Model kedua, pembebasan secara proporsional adalah pembebanan pidana uang pengganti dimana majelis hakim dalam amarnya secara definatif menentukan berapa besar beban masing-masing terdakwa. Penentuan jumlah uang pengganti tersebut didasarkan pada penafsiran hakim atas kontribusi masing-masing terdakwa dalam tindak pidana korupsi terkait.
Mengenai penentuan pidana pembayaran uang pengganti berpedoman pada Surat Jaksa Agung No. B-28/A/Ft.1/05/2009 tanggal 11 Mei 2009, mengenai petunjuk kepada jaksa penuntut umum dalam membuat surat tuntutan yang salah satu diantara petunjuk adalah mengenai pidana pembayaran uang pengganti yaitu:
  1. Kewajiban membayar uang pengganti sedapat mungkin langsung ditujukan kepada instansi yang dirugikan sebagai akibat dari tindak pidana korupsi.
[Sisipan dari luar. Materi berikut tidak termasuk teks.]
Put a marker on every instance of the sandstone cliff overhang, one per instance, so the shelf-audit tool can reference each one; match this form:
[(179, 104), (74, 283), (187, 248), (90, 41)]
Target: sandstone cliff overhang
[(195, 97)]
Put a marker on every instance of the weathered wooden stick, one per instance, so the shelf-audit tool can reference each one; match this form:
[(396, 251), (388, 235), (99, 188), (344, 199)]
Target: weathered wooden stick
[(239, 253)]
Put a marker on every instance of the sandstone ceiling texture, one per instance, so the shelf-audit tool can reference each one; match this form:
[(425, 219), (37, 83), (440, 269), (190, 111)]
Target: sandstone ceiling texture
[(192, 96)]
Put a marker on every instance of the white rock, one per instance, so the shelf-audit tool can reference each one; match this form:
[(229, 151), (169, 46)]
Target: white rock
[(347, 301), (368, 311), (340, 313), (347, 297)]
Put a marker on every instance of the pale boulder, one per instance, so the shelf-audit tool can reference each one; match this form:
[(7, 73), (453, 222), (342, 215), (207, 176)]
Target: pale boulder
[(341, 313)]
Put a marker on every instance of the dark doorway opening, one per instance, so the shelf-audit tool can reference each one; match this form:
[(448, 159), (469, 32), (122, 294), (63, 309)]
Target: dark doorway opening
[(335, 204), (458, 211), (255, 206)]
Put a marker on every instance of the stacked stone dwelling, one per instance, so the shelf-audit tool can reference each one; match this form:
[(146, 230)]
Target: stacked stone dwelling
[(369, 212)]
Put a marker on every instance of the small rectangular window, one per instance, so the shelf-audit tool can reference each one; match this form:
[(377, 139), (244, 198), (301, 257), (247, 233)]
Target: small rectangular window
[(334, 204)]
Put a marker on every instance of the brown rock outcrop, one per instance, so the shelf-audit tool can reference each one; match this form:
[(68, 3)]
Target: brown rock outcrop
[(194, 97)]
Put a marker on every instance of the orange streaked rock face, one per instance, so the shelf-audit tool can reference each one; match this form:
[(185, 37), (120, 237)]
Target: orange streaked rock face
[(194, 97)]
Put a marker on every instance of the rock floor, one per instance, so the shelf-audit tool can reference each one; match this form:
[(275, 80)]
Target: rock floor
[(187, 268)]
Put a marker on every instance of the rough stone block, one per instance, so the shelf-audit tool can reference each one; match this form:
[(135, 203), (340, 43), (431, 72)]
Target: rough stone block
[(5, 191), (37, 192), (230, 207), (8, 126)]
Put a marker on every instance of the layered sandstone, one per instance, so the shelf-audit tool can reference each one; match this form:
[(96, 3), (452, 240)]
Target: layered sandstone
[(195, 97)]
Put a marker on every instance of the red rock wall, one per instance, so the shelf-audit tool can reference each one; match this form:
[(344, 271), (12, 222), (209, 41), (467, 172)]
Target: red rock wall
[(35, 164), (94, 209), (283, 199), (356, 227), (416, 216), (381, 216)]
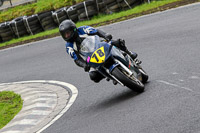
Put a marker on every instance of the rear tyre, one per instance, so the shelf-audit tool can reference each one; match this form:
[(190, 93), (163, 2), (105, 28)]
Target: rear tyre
[(132, 83)]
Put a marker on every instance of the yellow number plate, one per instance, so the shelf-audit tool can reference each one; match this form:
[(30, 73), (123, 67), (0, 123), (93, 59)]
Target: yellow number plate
[(98, 56)]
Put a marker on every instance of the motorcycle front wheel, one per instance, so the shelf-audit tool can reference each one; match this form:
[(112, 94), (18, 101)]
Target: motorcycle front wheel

Amar surat tuntutan: ‘membayar uang pengganti kepada negara (institusi yang dirugikan) sebesar.......dst.
  2. Untuk memberikan rasa keadilan kepada terpidana yang membayar uang pengganti tetapi hanya sebagian dari pidana dalam putusan, maka didalam amar tuntutan supaya ditambahkan klausul: “apabila terdakwa/terpidana membayar uang pengganti, maka jumlah uang pengganti yang dibayarkan tersebut akan diperhitungkan dengan lamanya pidana tambahan berupa pidana penjara sebagai pengganti dari kewajiban membayar uang pengganti.
  3. Terhadap kewajiban pembayaran uang pengganti yang terdakwanya lebih dari satu orang supaya di dalam amar tuntutan disebutkan secara jelas dan pasti jumlah kepada masing-masing terdakwa dan tidak boleh disebutkan secara tanggung renteng karena tidak akan memberikan kepastian hukum dan menimbulkan kesulitan dalam eksekusi. Kesulitan eksekusi yang terjadi baik menyangkut jumlah uang pengganti yang harus dibayar oleh masing-masing terdakwa/terpidana maupun terhadap terpidana yang tidak membayar (atau membayar sebagian) uang pengganti sehingga harus menjalani hukuman badan sebagai pengganti dari kewajiban membayar uang pengganti tersebut.
  4. Apabila tidak diketahui secara pasti jumlah yang diperoleh dari tindak pidana korupsi oleh masing-masing terdakwa/terpidana, maka salah satu cara yang dapat dipedomani untuk menentukan besarnya uang pengganti yang akan digunakan kepada masing-masing terpidana/terdakwa adalah menggunakan kualifikasi turut serta dalam pasal 55 ayat (1) ke-1 KUHAP.
  5. Untuk pelaksanaan petunjuk penentuan besaran uang pengganti supaya dilaksanakan secara tertib dengan administrasi yang dapat dipertanggungjawabkan disertai bukti-bukti yang akurat yang dapat dipergunakan sebagai bahan pelaporan hasil penyelamatan kerugian keuangan negara oleh Kejaksaan Agung.